Diesjährige Pap(p)stadt entfällt – Stadtverwaltung plant alternatives Herbstferienprogramm

„Nach intensiven Gesprächen zwischen Vertretern der Stadtverwaltung und der Fachschule Sozialpädagogik der BBS Papenburg sind wir gemeinsam zu der Entscheidung gekommen, die diesjährige Spielstadt Pap(p)stadt zu unserem großen Bedauern absagen zu müssen“, sagt Jürgen Eilers, Leiter des städtischen Fachdienstes Jugend/Sport.
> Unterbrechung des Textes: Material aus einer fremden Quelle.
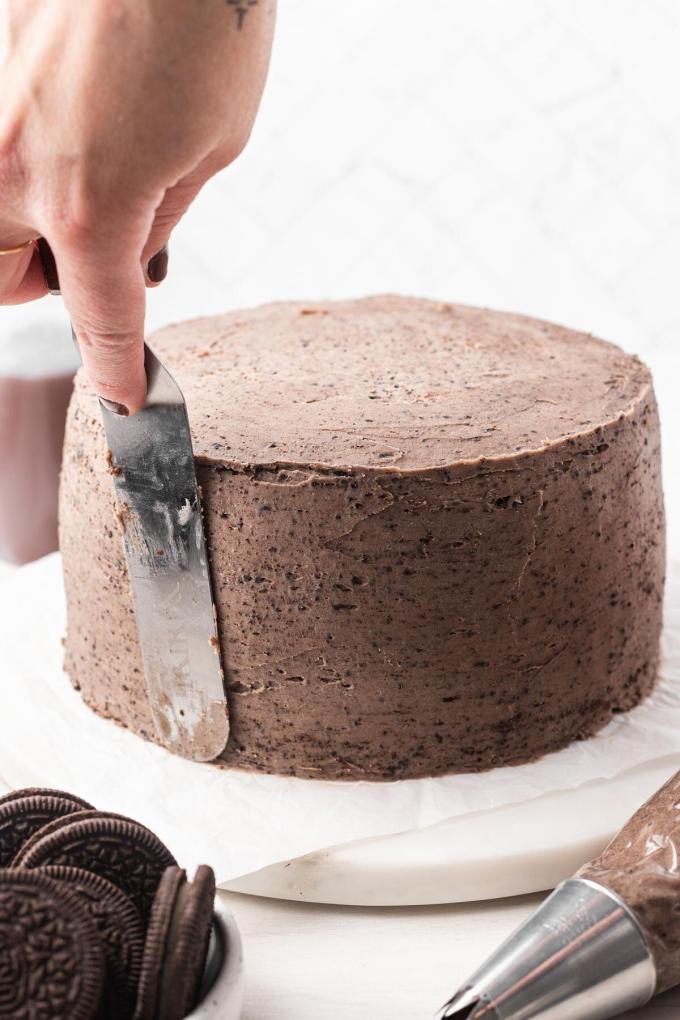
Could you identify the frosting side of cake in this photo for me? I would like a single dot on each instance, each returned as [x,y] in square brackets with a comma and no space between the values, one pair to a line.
[436,537]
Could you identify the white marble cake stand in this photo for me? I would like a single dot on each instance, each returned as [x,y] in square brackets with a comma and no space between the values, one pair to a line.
[505,851]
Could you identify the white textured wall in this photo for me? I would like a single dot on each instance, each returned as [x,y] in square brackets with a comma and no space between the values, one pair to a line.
[523,154]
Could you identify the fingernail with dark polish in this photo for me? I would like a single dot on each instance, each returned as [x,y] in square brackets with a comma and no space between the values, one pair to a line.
[49,265]
[112,405]
[157,267]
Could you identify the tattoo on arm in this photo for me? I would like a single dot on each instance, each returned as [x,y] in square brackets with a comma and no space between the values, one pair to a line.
[241,8]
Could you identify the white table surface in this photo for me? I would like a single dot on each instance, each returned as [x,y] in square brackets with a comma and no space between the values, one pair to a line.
[305,961]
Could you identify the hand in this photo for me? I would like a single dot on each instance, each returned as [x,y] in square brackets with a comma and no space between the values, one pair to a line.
[114,114]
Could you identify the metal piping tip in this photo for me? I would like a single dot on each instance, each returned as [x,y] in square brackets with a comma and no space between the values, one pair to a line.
[466,1005]
[581,956]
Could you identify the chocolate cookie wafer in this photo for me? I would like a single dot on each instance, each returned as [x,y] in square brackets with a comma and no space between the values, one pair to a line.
[118,849]
[120,929]
[21,816]
[62,795]
[176,948]
[148,997]
[187,951]
[51,958]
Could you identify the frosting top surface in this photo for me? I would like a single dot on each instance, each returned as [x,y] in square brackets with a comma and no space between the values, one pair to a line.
[389,383]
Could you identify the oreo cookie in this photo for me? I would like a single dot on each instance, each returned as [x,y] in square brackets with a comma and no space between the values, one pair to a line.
[51,958]
[148,997]
[119,926]
[176,947]
[21,816]
[118,849]
[62,795]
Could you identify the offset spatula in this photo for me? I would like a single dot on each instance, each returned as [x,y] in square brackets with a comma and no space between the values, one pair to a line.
[152,462]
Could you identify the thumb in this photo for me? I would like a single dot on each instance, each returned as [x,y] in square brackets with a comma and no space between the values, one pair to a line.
[103,288]
[174,204]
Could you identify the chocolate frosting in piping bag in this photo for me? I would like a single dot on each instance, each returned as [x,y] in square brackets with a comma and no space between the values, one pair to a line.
[642,866]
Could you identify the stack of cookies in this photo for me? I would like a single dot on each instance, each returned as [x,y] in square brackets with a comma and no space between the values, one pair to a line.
[97,920]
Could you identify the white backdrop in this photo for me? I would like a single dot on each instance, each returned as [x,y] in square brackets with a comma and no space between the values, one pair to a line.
[523,155]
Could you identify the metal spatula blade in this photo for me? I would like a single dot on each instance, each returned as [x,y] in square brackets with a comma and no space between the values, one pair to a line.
[159,507]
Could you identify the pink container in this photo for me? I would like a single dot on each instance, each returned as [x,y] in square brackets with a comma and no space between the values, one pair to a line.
[37,367]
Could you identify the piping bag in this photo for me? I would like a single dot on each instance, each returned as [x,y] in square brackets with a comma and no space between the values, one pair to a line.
[605,941]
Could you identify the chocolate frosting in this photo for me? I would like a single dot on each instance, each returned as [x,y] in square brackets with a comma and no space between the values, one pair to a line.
[642,866]
[436,536]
Die traditionsreiche Herbstferienaktion für Papenburger Kinder kann in diesem Jahr aufgrund der Einschränkungen und Hygieneanforderungen, ausgelöst durch die Corona-Pandemie, nicht stattfinden.

„Das Konzept der Spielstadt sieht vor, dass viele Kinder auf engstem Raum ganztägig miteinander arbeiten. Die durch Corona notwendig gewordenen Sicherheitsabstände sind in den Betrieben der Pap(p)stadt oder bei den gemeinsamen Aktionen vor der Bühne auf dem Marktplatz nicht zu gewährleisten. Damit würden wir die 120 teilnehmenden Kinder, die angehenden Erzieherinnen und Erzieher sowie die Vielzahl an haupt- und ehrenamtlich tätigen Helfern der Pap(p)stadt einem nicht kalkulierbaren Infektionsrisiko aussetzen,“ befürchtet Eilers.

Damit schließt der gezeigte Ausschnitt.